How to taboo “motivation” properly? What makes a rock fall down? Gravity does. But the rock does not follow any alrogithm for general reasoning. What makes a computer follow its algorithm? Well, that’s its construction: the processor reads the data, and the data make it read or write other data, and the algorithm makes it all meaningful. The human brains are full of internal conflicts—there are different modules suggesting different actions, and the reasoning mind is just another plugin which often does not cooperate well with the existing ones. Maybe the pleasure is a signal that a fight between the modules is over. Maybe after millenia of further evolution (if for some magical reason all mind- and body-altering technology would stop working, so only the evolution would change human minds) we would evolve to a species with less internal conflicts, less akrasia, more agency, and perhaps less pleasure and mental pain. This is just a wild guess.
Generalizing from observed characteristics of evolved systems to expected characteristics of designed systems leads equally well to the intuition that humanoid robots will have toenails.
.
I don’t think the phenomenal character of pleasure and pain is best explained at the level of natural selection at all; the best bet would be that it emerges from the algorithms that our brains implement. So I am really trying to generalize from human cognitive algorithms to algorithms that are analogous in the sense of (roughly) having a utility function.

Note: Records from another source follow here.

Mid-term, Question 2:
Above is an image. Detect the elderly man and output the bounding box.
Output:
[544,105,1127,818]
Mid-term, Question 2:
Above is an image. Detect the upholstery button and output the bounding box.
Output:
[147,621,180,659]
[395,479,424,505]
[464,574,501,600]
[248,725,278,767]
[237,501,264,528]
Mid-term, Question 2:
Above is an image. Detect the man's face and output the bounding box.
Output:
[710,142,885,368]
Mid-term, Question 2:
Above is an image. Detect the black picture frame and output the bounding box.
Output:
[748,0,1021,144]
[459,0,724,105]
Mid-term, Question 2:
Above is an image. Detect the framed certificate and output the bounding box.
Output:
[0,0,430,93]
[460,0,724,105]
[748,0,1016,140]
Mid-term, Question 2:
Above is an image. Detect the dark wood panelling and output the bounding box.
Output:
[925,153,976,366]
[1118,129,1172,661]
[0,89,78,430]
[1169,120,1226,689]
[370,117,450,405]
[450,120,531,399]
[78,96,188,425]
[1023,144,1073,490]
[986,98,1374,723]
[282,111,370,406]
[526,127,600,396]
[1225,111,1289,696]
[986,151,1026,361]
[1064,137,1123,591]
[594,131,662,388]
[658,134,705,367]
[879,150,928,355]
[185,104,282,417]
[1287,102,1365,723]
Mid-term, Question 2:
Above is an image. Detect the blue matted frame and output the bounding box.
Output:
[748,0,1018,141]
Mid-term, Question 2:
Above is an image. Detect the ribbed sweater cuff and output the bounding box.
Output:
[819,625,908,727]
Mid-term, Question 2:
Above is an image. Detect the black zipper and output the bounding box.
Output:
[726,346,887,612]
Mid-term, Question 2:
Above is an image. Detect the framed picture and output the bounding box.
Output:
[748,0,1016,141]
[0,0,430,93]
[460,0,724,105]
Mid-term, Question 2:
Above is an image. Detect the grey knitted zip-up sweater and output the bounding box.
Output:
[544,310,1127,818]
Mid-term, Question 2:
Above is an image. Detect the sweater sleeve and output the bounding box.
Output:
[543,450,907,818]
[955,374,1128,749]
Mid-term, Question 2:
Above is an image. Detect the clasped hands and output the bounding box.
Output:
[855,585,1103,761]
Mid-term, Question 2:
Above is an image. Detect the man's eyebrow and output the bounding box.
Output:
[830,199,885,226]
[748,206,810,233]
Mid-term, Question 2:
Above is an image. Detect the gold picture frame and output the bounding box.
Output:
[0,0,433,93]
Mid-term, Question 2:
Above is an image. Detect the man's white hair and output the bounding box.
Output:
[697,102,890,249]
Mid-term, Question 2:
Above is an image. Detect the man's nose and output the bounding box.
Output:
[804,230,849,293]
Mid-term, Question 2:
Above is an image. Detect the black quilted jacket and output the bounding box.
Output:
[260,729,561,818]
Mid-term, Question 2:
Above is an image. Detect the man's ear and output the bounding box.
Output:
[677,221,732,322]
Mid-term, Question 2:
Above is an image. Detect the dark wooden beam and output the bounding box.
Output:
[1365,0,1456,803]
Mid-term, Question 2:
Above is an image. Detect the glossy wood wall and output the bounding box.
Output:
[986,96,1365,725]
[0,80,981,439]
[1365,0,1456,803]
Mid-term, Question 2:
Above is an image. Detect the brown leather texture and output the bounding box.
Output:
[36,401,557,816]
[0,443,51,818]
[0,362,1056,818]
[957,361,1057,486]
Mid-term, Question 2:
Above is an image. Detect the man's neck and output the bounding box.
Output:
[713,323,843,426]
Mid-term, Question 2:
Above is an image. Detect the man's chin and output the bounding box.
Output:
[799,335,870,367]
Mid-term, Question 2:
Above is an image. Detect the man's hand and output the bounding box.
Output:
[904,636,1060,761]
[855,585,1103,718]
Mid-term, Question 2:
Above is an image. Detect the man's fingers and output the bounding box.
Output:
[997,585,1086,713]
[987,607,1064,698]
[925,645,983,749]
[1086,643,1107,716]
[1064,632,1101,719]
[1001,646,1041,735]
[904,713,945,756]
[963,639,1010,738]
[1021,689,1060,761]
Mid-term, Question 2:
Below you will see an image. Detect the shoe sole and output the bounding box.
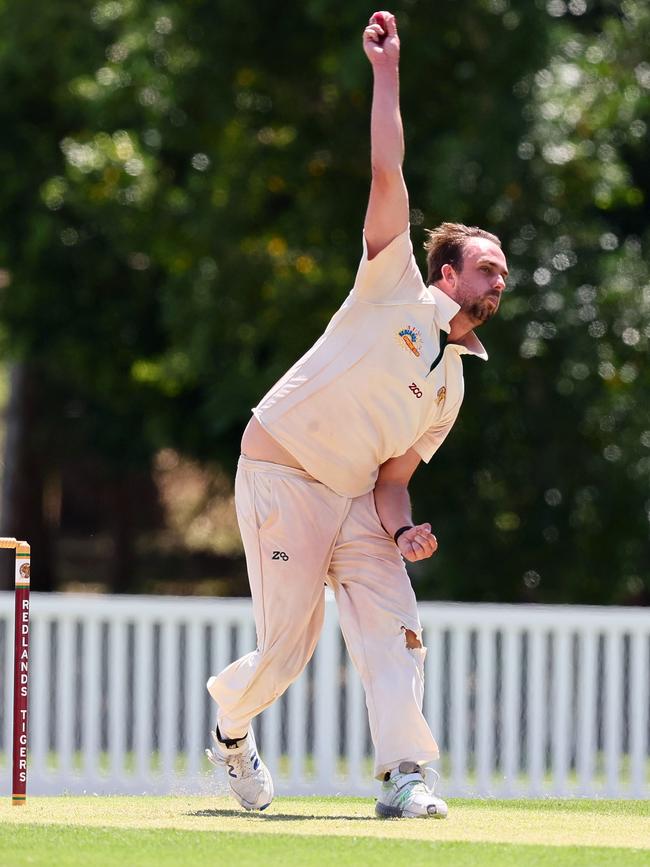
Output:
[375,801,447,819]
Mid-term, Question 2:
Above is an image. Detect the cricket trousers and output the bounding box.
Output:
[208,457,438,777]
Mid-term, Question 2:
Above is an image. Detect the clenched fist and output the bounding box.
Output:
[397,524,438,563]
[363,12,399,66]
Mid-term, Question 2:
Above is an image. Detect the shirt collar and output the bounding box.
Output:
[427,283,488,361]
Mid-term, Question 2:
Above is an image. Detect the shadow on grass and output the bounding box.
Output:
[185,810,378,822]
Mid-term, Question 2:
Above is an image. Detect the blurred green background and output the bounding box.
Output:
[0,0,650,604]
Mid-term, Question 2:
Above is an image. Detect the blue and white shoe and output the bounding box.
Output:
[205,727,273,810]
[375,762,449,819]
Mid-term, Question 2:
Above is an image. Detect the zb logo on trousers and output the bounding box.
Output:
[271,551,289,560]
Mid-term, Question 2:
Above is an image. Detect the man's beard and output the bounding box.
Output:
[465,295,499,324]
[456,282,500,325]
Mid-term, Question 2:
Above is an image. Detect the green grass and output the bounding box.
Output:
[0,796,650,867]
[0,825,648,867]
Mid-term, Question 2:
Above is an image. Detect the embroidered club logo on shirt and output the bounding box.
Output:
[397,325,422,358]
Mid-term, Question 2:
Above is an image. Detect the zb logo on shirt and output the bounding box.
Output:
[271,551,289,560]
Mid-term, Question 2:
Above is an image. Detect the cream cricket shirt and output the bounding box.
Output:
[253,229,487,497]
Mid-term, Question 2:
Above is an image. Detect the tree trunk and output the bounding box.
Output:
[0,362,55,590]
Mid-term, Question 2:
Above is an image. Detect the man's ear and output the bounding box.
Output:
[440,262,456,289]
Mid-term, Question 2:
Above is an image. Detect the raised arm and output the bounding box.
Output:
[363,12,409,259]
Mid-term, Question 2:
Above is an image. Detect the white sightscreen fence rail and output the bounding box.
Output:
[0,593,650,798]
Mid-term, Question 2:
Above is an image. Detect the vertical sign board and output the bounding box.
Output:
[11,542,30,805]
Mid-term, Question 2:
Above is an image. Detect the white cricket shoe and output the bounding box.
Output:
[205,728,273,810]
[375,762,449,819]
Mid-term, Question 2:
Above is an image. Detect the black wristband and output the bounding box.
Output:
[393,524,413,545]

Suffice it to say, you will find it’s exceedingly hard to find a non-magical reason why non-human cognitive algorithms shouldn’t have a phenomenal character if broadly similar human algorithms do.
Does it follow from the above that all human cognitive algorithms that motivate behavior have the phenomenal character of pleasure and pain? If not, can you clarify why not?
I think that probably all human cognitive algorithms that motivate behaviour have some phenomenal character, not necessarily that of pleasure and pain (e.g., jealousy).
OK, thanks for clarifying.
I agree that any cognitive system that implements algorithms sufficiently broadly similar to those implemented in human minds is likely to have the same properties that the analogous human algorithms do, including those algorithms which implement pleasure and pain.
I agree that not all algorithms that motivate behavior will necessarily have the same phenomenal character as pleasure or pain.
This leads me away from the intuition that phenomenal pleasure and pain necessarily fall out of any functional cognitive structure that implements anything analogous to a utility function.
Necessity according to natural law presumably. If you could write something to show logical necessity, you would have solved the Hard Problem
That leaves the sense in which you are not a moral realist most unclear.
That tacitly assumes that the question “does pleasure/happiness motivate posiively in all cases” is an emprical question—that it would be possible to find an enitity that hates pleasure and loves pain. it could hover be plausibly argued that it is actually an analytical, definitional issue...that is some entity oves X and hates Y, we would just call X it’s pleasure and Y its pain.
I suppose some non-arbitrary subjectivism is the obvious answer.